In Vermont, “that giant sucking sound” is not jobs moving to Mexico — it is jobs being concocted in Montpelier. Of course, Governor Scott shields illegal immigrants working in Vermont, and Vermont provides driver’s licenses to them. The capital city also grants non-citizen residents the right to vote. It is no surprise that Vermont is #1 in the country for illegal northern border crossings.

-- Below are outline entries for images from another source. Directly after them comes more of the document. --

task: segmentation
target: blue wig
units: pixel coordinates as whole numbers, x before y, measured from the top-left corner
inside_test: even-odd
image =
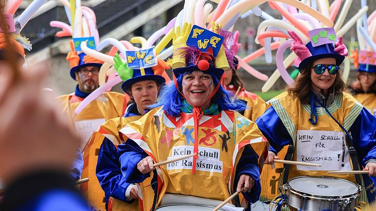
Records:
[[[192,71],[188,71],[181,74],[176,81],[180,91],[182,91],[182,82],[184,75],[190,73]],[[219,83],[217,77],[211,73],[209,73],[213,79],[214,87]],[[173,82],[169,84],[164,86],[162,88],[158,101],[156,104],[151,106],[151,107],[155,108],[160,106],[163,106],[163,109],[172,116],[178,116],[180,115],[180,109],[183,106],[184,98],[178,91]],[[215,94],[211,99],[212,104],[218,105],[219,111],[223,110],[243,110],[247,108],[244,102],[236,99],[234,94],[226,90],[221,85]]]

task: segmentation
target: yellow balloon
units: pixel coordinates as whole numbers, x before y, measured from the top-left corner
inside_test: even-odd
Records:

Many fear-mongers predict global implosion in twelve years, from global warming. If Vermont does not change course, it will implode financially before then. Inflation and fiscal profligacy can destroy people’s lives very quickly: the Vermont Legislature is warming to the task.
Many native Vermonters (especially those who work) are fleeing the state with the worst business climate and one of the highest welfare benefits for those who don’t work, more concerned for “unauthorized entrants” than it is for citizens. Most Vermonters are starting to comprehend that when it comes to their state government, most of what it is enacting lately “is not meaningful or rewarding.” It behaves more like a monopolist predator than a servant institution.
That is something Vermonters can no longer afford. They are fed up with being sparrows, eating the pickings left for them after the legislative horses have eaten all their oats. It’s time to clean out the barn.